After years of declining sales, the company’s flagship house Lanvin, founded in France in 1889, was purchased by China-based Fosun International in 2018, which rebranded as Lanvin Group later that year.
The Lanvin brand has been without a creative director since the April 2023 departure of Bruno Sialelli, although in June it released a Lanvin Lab collection designed in collaboration with musician Future.
In fiscal 2023, the company closed 12 stores globally, while DTC sales remained flat, per the earnings release. St. John saw a 7% DTC channel growth, and store like-for-like growth for both the St. John and Sergio Rossi brands was up 13% and 6%, respectively.
“2023 was a year full of macroeconomic headwinds and global challenges,” CEO Eric Chan said in the release. “Lanvin Group showed tremendous resilience and continued on its growth trajectory. 2023 was also a year that our group and our brands proved their ability to manage through adverse market conditions and execute their strategy. A softening second half saw the luxury fashion industry in a position it has not been in, in quite some time.
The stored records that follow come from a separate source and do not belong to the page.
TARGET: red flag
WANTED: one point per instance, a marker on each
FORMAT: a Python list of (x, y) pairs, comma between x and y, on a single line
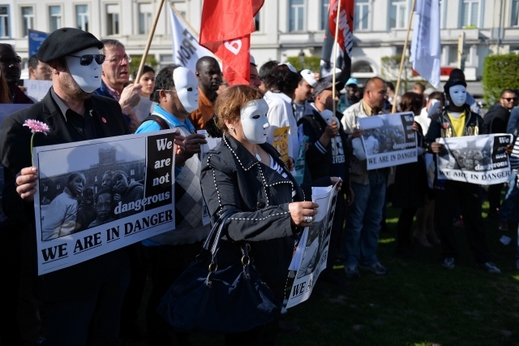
[(225, 30), (344, 39), (345, 21)]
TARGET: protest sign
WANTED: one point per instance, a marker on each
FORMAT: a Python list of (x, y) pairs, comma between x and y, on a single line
[(388, 139), (478, 160), (311, 253), (130, 184)]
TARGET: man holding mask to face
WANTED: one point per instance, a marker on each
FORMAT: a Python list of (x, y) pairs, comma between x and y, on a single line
[(82, 302)]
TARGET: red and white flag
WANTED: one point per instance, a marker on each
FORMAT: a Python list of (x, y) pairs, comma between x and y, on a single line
[(225, 31), (342, 59), (426, 44), (186, 49)]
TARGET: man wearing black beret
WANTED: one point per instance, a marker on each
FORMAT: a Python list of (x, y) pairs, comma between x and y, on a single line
[(82, 302)]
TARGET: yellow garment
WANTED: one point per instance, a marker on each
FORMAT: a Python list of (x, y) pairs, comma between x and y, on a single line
[(458, 124), (204, 112), (368, 110)]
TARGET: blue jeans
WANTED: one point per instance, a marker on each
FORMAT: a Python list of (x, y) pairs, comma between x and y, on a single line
[(363, 220)]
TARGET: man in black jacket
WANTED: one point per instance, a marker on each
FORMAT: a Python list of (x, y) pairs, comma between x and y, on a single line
[(496, 119), (326, 156), (458, 120), (82, 302)]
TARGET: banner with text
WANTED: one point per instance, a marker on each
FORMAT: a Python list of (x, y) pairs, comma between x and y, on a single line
[(311, 254), (478, 160), (100, 195), (389, 139)]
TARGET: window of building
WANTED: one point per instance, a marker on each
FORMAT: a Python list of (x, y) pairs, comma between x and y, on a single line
[(296, 21), (27, 19), (181, 8), (361, 15), (145, 18), (325, 8), (470, 13), (4, 22), (112, 19), (82, 17), (398, 14), (54, 18)]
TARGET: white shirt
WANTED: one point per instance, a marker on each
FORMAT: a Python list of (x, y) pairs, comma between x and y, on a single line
[(280, 114)]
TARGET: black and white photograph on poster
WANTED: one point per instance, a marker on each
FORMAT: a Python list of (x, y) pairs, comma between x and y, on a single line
[(478, 159), (97, 196), (388, 139), (311, 253)]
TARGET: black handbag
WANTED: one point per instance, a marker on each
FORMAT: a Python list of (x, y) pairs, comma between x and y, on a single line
[(210, 299)]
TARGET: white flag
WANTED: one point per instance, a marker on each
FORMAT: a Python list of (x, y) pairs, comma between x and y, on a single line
[(186, 49), (426, 45)]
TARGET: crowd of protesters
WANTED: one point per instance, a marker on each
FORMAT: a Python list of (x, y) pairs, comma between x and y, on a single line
[(97, 302)]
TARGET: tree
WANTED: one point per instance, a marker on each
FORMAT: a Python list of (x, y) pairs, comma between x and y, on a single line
[(310, 62), (500, 72)]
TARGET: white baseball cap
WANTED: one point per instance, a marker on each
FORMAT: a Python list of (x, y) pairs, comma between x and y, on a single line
[(308, 76)]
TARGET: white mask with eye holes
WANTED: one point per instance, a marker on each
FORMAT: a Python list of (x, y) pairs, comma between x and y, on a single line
[(88, 78), (458, 94), (254, 121), (186, 86)]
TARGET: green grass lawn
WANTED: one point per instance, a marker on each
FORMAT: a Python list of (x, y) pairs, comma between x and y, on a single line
[(417, 303)]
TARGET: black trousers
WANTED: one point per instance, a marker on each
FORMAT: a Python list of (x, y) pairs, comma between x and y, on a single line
[(468, 196), (166, 263)]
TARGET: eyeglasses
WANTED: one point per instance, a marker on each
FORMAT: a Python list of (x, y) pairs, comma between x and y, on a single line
[(9, 61), (85, 60), (116, 59)]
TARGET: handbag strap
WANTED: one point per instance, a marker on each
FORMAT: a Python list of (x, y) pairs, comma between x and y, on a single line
[(213, 239)]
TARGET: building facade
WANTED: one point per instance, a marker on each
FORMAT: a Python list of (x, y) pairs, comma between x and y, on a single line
[(284, 28)]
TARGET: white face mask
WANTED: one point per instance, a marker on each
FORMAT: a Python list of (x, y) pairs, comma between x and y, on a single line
[(87, 77), (186, 86), (254, 121), (458, 95)]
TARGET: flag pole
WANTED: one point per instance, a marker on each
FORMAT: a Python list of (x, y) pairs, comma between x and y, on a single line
[(148, 44), (335, 52), (403, 55), (335, 47), (184, 20)]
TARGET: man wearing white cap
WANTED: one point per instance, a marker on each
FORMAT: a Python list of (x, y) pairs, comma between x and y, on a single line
[(303, 94), (349, 98)]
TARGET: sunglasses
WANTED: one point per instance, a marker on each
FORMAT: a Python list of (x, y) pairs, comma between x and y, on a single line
[(85, 60), (15, 60)]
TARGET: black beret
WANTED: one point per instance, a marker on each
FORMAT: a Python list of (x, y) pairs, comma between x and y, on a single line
[(452, 82), (66, 41)]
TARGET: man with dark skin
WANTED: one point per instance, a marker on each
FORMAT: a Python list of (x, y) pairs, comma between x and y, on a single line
[(209, 77), (11, 68), (496, 119)]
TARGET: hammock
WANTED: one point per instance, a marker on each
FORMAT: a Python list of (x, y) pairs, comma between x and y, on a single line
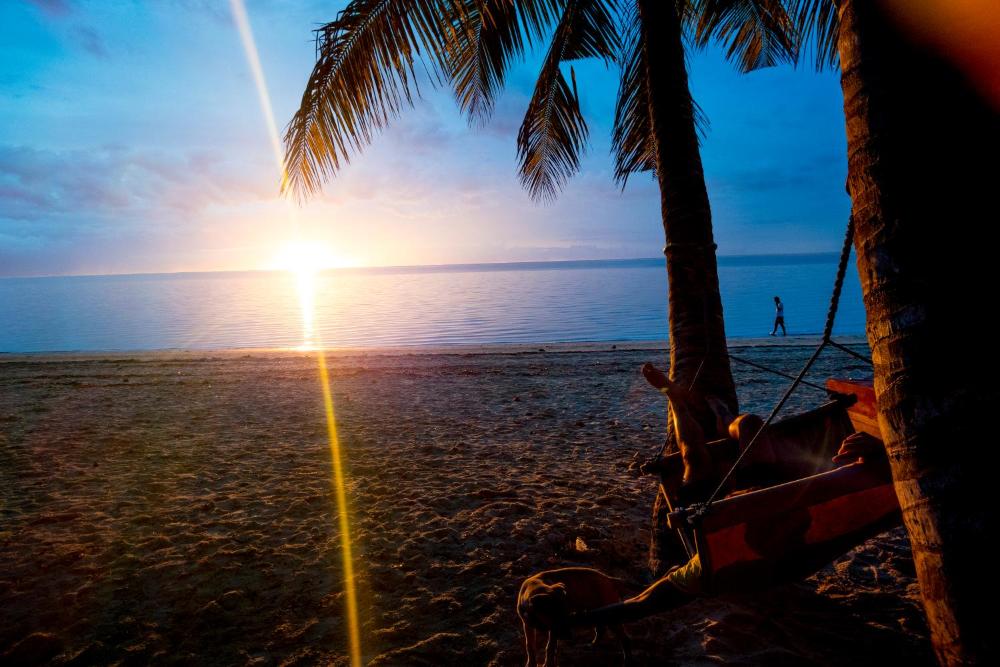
[(813, 512)]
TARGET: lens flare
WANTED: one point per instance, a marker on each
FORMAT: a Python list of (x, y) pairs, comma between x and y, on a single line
[(306, 295)]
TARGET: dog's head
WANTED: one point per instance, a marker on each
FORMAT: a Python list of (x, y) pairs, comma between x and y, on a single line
[(548, 608)]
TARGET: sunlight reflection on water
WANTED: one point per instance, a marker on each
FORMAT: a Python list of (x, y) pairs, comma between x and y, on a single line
[(368, 308)]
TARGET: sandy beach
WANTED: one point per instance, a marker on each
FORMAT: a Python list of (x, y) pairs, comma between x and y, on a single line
[(177, 508)]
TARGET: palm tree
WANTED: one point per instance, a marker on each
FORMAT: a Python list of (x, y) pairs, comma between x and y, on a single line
[(919, 141), (366, 73)]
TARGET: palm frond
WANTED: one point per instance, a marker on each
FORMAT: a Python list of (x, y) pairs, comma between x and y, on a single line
[(364, 75), (756, 33), (632, 137), (818, 22), (493, 35), (554, 133)]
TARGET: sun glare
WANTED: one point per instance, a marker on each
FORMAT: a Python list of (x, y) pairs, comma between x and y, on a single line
[(308, 257)]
Therefore, I am pleased to report that Lanvin Group maintained growth for the year; and I am confident in our management's ability to continue to build upon the foundation we have built on our path to profitability.”
Chan became Lanvin Group CEO following the December departure of Joann Cheng, Lanvin Group’s founding chairman and CEO. Chan had previously been co-chairman of Fosun Group subsidiary Greater Yuyuan Commercial Development Group. When Cheng exited, Huang Zhen, director of Fosun Group and executive director and executive president at Fosun International, was appointed as chairman of Lanvin Group.